In total around 85,000 customers have had their MasterCard or Visa credit cards exchanged over the past few weeks, with the banks saying it is a purely precautionary measure.
Hackers broke into a weak spot in the security systems of the banks through an accounting firm in western Germany, the Berliner Zeitung reports.
Postbank, Commerbank, and Landesbank Berlin, which owns Berliner Sparkasse, were all affected.
Worst hit was Postbank which has had to exchange 55,000 cards. Sparkasse and Commerzbank have each sent out 15,000 new cards to customers.
A spokesperson for Postbank told The Local that the security risk had hit customers across Germany, but that the measure was a purely precautionary one.
“While the number of 55,000 may sound high, one should remember that we have given out a total of 1.6 million credit cards to our customers,” she said.
Affected customers would be informed by post she said, “but this does not mean that their old cards have been misused.”
Postbank could not confirm whether money had in fact been stolen from any of its customers but said that, in the case that this has taken place “customers would of course be compensated after a careful investigation of their complaint.”
Sparkasse customers received an email which said “We believe that someone has had access to your credit card data. That can for example occur during a payment process.”
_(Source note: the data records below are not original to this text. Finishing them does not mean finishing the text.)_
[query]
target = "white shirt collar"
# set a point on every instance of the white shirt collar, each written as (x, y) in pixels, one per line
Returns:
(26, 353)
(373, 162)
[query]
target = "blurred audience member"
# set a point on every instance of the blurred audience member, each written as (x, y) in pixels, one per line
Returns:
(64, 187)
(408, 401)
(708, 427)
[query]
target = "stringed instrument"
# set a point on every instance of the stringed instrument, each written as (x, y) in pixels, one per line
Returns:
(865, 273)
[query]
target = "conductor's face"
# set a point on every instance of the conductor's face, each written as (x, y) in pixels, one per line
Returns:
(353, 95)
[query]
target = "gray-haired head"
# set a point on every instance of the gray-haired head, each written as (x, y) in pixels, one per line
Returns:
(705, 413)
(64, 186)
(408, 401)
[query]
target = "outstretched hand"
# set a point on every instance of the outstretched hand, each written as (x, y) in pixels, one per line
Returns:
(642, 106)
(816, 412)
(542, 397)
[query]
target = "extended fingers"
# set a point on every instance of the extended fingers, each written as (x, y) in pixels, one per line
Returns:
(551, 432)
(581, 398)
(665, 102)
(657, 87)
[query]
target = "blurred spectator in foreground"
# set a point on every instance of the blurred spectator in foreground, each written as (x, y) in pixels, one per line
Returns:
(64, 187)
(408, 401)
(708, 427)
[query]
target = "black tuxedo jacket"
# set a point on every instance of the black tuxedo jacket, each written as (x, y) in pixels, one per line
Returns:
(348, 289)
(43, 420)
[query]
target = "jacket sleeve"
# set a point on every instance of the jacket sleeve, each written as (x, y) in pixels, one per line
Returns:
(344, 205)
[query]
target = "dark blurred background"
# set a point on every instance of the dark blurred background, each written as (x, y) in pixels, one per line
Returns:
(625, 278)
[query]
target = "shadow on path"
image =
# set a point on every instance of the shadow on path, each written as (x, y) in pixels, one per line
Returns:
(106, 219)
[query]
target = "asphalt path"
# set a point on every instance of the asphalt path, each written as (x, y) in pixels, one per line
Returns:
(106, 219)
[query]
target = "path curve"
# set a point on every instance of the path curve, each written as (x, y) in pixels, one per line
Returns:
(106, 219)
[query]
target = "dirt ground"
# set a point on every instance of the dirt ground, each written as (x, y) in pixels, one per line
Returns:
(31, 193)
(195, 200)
But a spokesperson for the bank reassured customers that the exchange of cards was purely a precautionary measure.
“As soon as our early detection mechanisms receive indications [of suspicious activity], threatened cards are blocked and exchanged,” Konstanze Stempel told the Berliner Zeitung.
If individual customers have lost money as a result of the data theft, “the bank will of course compensate them,” Stempel said.
The accounting company which is alleged to have been the target of the attack denied that hackers could have accessed customer details through them, placing the blame instead on a third party which accepts credit cards.
“”That could for example be an online shop or a hotel, in which the payment mechanism was manipulated,” a spokesperson told the Berliner Zeitung.